The Dutch company said investor demand topped €4.3 billion, giving it room to tighten pricing on the three parts of the deal. The bonds were sold in three tranches: three-year notes at 30 basis points, eight-year notes at 85 basis points and 12-year notes at 105 basis points. BNP Paribas, Deutsche Bank, ING Groep, JPMorgan Chase & Co. and Rabo Securities organized the offering.

The financing gives a clearer view of how Heineken plans to pay for one of its most important recent expansion moves in the region. For the beverage industry, the transaction matters because it links acquisition strategy directly to borrowing costs at a time when large producers are looking for growth through distribution control as much as through brand ownership. If completed as planned, the deal could strengthen Heineken’s position in beer while also broadening its exposure to soft drinks and other packaged beverages.
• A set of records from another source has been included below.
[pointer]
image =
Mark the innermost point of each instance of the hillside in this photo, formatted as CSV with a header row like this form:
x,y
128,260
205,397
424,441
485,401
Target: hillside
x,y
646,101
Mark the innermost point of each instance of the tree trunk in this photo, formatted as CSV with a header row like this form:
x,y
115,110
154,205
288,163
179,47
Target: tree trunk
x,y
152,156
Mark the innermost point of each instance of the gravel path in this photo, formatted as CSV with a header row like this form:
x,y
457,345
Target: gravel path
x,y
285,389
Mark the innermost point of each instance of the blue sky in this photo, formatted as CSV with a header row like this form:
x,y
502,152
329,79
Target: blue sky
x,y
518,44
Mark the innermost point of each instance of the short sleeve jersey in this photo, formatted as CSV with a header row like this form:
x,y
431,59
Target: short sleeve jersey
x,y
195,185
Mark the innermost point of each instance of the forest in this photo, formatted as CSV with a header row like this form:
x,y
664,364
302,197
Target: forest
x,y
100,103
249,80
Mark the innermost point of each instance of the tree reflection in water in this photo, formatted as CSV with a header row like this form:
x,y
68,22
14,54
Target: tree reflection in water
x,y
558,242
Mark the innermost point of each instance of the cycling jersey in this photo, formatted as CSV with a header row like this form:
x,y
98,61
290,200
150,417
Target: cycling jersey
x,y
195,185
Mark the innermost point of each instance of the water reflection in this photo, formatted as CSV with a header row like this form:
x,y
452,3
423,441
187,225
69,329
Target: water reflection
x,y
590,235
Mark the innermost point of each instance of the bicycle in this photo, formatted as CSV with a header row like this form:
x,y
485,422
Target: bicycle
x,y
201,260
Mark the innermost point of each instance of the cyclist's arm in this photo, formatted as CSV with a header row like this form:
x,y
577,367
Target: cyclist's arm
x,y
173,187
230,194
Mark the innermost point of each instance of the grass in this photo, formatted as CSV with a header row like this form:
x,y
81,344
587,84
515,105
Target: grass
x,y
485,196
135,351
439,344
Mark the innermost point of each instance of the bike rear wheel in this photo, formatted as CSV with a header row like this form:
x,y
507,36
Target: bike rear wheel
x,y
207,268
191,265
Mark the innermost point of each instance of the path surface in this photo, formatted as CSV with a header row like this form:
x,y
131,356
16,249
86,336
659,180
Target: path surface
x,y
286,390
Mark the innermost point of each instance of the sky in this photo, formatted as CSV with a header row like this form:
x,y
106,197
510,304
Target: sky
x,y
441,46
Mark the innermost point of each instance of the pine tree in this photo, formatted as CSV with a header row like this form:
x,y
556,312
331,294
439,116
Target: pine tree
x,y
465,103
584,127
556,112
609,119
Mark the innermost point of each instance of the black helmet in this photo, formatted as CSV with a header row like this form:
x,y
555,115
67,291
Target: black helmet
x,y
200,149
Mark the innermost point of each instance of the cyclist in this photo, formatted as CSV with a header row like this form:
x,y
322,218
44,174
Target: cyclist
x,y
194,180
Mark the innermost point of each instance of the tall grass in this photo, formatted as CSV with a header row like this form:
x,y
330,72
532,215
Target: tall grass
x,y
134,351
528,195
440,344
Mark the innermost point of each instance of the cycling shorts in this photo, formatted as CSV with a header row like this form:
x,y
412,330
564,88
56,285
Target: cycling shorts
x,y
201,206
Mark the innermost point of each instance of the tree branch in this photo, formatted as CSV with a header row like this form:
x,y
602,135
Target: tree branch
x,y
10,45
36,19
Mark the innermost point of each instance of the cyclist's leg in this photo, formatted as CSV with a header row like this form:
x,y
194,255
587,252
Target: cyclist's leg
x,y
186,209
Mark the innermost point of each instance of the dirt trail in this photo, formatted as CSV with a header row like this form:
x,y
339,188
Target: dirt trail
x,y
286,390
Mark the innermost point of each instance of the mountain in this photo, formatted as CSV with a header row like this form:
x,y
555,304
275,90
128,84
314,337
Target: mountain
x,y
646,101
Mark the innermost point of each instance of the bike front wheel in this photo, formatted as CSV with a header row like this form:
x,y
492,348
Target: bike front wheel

Heineken has said the purchase of FIFCO is intended to reinforce its standing in brewing by building on what it sees as attractive emerging markets in Central America. Through the transaction, the company is set to gain full control of the distribution businesses Distribuidora La Florida in Costa Rica and Heineken Panama, while also expanding its presence in El Salvador, Guatemala and Honduras.

The acquisition would also give Heineken a 75% stake in Nicaragua Brewing Holding and full ownership of FIFCO’s beverage business in Mexico. In Costa Rica, it would add the Imperial national beer division and a sizable soft drinks operation that includes proprietary brands as well as a bottling license for PepsiCo products.

That mix shows why the deal reaches beyond beer alone. In many Latin American markets, scale in logistics, retail access and cold-chain execution can shape competition across beer, carbonated drinks, juices and other nonalcoholic beverages. By using debt markets to fund a broader distribution footprint, Heineken is signaling that control over routes to market remains central to growth plans in the region.

According to Heineken, Distribuidora La Florida generated $1.13 billion in revenue in 2024. FIFCO, based in Heredia, Costa Rica, produces beer under brands including Imperial, Pilsen, Bavaria, Rock Ice and Heineken, along with juices, nectars and carbonated drinks.

The transaction is expected to close in the first half of 2026, subject to regulatory and shareholder approvals. The companies’ relationship goes back decades. Their partnership began in 1986, and Heineken acquired a 25% stake in FIFCO’s Costa Rica division in 2002. In recent years, FIFCO has expanded into additional markets, including China.

Heineken, headquartered in Amsterdam, is the world’s second-largest brewer by volume. The bond sale suggests investors remain willing to back large consumer-sector issuers with cross-border expansion plans, even as companies face closer scrutiny over leverage and integration risks tied to major acquisitions.